Monday, January 9, 2023

Rest Is Not Death



We started easing back into our regular homeschool routine all of last week. The girls did the majority of their schoolwork everyday, though this week and for many more weeks, there will be even more schoolwork each day. 

We are still beginning school days by listening to Scripture and drawing. I've illustrated another Sertillanges quote. See the picture above. I'm thinking of making a calendar of quotes once I have twelve or more. 

The youth group and 56ers, the fifth and sixth grade group at church, started up again last week. This week, both our co-ops, art classes, piano lessons, and dodgeball also start up, so we will be back into a fuller than full swing of things by week's end. 

I spent the majority of Friday and Saturday, and even a few hours Sunday, quietly building the spring schedule for one of our co-ops where I serve as their Coverage Coordinator. At this particular co-op, there are between ten and twenty classes for three hours in a row, approximately forty parents to place each hour, and we survey parents for their preferences, so the schedule took several hours of intense focus. I did basic housework, planned meals for the coming week, made meals each day, supervised the girls' chores and schooling, had several conversations with Dwayne, but the schedule took the best of my energies the last few days. I was pleased to send the schedule to everyone this morning complete, and I'm pleased that every parent is in at least one class where he or she most wanted to serve.  

It was a mild winter day yesterday, so after church, we made a fire in our fire pit with wood collected from the yard over the last several weeks. It's incredible how much wood falls from the trees each fall and winter!

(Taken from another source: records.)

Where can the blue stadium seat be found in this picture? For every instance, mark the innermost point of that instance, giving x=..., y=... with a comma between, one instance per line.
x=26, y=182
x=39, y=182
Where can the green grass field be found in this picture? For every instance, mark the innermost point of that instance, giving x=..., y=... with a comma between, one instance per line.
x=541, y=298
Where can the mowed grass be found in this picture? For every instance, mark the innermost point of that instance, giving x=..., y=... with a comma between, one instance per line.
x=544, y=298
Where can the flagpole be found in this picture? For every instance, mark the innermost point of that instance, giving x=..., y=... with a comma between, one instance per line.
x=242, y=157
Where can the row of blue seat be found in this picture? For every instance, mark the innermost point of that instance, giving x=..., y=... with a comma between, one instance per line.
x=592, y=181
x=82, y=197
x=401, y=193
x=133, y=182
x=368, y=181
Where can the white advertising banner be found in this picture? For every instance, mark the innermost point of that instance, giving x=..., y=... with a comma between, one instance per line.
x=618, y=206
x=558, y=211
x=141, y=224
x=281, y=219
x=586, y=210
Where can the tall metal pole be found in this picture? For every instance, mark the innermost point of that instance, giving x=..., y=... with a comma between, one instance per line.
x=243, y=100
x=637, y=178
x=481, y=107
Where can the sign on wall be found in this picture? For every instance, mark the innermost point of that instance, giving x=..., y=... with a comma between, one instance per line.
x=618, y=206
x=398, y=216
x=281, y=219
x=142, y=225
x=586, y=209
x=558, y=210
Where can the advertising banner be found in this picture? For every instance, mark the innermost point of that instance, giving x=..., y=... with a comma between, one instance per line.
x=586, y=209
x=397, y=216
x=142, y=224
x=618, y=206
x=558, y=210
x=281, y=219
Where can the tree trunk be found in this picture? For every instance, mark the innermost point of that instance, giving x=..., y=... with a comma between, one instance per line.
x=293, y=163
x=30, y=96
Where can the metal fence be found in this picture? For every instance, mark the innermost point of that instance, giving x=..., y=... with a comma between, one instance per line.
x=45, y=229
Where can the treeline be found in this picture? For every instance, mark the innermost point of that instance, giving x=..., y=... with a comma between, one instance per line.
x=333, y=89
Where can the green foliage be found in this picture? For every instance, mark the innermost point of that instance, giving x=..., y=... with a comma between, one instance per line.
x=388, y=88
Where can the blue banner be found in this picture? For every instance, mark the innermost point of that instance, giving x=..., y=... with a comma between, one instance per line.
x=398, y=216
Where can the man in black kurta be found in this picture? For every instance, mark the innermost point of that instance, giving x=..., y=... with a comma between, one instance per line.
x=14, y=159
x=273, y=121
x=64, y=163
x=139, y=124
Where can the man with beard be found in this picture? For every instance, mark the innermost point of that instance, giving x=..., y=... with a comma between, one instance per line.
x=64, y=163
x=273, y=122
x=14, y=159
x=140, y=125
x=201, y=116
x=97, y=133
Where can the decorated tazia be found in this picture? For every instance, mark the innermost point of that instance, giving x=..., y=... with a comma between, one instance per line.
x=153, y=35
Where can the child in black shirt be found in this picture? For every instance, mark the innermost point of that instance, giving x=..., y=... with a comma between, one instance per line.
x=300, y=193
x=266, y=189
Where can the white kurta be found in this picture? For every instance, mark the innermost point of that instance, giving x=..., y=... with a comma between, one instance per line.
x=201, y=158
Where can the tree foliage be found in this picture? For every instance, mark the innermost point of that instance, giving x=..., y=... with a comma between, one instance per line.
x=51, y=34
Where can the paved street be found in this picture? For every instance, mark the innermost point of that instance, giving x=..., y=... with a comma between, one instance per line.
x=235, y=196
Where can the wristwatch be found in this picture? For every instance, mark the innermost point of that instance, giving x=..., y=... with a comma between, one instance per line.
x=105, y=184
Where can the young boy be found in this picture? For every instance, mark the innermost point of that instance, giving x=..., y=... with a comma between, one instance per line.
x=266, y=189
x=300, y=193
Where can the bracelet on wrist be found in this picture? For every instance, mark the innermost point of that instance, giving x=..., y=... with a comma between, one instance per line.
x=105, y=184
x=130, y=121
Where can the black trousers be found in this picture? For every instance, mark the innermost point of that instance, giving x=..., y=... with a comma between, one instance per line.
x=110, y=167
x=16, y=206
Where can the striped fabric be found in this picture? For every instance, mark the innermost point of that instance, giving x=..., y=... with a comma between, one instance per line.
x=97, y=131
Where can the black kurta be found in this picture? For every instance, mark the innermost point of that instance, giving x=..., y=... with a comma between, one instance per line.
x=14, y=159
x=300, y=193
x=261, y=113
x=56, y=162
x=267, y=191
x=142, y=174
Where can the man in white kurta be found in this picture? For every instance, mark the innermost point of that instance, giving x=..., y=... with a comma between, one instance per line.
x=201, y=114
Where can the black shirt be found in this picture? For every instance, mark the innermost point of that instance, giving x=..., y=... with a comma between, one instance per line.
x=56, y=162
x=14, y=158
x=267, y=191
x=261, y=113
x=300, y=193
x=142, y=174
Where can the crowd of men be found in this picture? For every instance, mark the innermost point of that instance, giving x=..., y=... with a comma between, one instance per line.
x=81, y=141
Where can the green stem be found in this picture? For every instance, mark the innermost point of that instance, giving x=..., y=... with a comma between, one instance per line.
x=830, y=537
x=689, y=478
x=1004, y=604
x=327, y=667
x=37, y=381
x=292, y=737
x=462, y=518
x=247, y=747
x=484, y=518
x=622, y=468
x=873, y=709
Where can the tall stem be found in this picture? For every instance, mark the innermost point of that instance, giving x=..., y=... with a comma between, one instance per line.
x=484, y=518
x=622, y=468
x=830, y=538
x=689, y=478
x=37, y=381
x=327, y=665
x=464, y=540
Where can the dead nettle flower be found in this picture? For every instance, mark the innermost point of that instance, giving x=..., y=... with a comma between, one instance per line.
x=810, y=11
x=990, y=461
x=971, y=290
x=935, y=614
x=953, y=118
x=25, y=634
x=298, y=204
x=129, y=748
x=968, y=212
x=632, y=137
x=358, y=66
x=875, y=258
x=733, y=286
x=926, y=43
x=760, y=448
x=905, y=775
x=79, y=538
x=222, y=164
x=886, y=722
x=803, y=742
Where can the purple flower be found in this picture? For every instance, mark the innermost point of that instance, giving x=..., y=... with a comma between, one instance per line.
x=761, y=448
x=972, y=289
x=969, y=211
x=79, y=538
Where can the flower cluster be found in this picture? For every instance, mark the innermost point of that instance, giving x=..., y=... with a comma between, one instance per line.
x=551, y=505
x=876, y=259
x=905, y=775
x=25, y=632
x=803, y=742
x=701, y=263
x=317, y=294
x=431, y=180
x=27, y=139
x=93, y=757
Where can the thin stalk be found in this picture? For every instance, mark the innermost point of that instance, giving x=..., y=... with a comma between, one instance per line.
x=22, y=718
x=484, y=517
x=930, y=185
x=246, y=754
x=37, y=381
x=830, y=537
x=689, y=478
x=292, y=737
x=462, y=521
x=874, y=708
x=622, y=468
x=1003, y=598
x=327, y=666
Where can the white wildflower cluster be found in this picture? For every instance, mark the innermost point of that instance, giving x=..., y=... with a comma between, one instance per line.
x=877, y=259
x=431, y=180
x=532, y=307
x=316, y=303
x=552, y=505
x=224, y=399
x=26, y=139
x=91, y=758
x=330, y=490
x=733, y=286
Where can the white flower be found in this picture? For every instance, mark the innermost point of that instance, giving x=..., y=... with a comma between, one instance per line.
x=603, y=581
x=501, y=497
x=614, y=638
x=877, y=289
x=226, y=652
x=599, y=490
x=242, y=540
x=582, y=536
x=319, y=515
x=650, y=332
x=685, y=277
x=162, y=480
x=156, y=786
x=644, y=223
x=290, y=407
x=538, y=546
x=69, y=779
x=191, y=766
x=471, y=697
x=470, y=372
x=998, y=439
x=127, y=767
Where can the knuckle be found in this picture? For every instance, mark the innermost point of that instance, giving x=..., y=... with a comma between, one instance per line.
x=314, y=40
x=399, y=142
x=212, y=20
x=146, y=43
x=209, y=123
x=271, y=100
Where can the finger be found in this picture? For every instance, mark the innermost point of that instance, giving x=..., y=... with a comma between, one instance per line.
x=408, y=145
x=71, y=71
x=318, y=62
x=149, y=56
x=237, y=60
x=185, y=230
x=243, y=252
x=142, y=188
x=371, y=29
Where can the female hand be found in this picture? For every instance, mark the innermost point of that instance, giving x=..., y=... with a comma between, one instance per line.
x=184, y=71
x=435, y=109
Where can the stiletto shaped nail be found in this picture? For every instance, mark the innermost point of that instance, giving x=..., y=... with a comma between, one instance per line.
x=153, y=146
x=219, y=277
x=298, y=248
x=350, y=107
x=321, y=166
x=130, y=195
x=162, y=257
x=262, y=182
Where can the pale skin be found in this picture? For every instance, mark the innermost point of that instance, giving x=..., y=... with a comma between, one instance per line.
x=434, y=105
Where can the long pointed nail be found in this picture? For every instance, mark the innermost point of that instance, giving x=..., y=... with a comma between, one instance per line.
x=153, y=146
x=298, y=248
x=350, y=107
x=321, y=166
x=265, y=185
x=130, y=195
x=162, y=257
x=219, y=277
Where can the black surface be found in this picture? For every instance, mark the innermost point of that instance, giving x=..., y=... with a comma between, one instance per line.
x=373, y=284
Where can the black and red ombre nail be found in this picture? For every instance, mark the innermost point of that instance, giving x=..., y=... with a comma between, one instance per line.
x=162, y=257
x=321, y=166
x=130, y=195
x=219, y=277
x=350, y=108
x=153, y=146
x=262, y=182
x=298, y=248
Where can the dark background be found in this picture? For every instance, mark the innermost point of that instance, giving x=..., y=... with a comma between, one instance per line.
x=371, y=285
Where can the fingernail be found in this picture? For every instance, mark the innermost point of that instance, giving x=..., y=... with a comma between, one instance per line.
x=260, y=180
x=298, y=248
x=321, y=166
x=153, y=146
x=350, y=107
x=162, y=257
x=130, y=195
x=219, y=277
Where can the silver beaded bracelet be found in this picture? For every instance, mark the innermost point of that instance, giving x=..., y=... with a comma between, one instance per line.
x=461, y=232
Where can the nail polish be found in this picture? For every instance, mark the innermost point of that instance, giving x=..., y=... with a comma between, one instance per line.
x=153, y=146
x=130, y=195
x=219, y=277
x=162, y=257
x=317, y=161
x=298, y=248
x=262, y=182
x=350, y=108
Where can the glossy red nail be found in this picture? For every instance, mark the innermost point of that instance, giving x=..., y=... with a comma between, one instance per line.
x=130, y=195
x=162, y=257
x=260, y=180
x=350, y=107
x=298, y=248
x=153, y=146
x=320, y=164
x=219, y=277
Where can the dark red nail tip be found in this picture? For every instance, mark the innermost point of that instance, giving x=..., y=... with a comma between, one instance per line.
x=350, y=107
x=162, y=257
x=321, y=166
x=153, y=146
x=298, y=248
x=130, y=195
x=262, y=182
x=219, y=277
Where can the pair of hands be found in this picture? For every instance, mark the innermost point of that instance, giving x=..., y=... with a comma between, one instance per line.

The trees literally throw off limbs, big and small, that no longer serve them. There is a lesson there. 

But it was still winter in Connecticut, so we all got on our real coats, picked up yard debris in the gentle sunshine, fed the sticks to the fire and/or poked the fire with them, sat around, soaked in warmth till our shins and cheeks burned red hot, read another portion of The Hobbit aloud, and made Smores, of course. 

After everyone else grew tired of sitting and went on to other tasks, I remained, and rested there. Rest is not death, after all. I prayed about the coming week, the coming weeks, the season. It was the Sabbath and the day before the beginning of the first day of the first week of another busy season. So it was time given for prayer.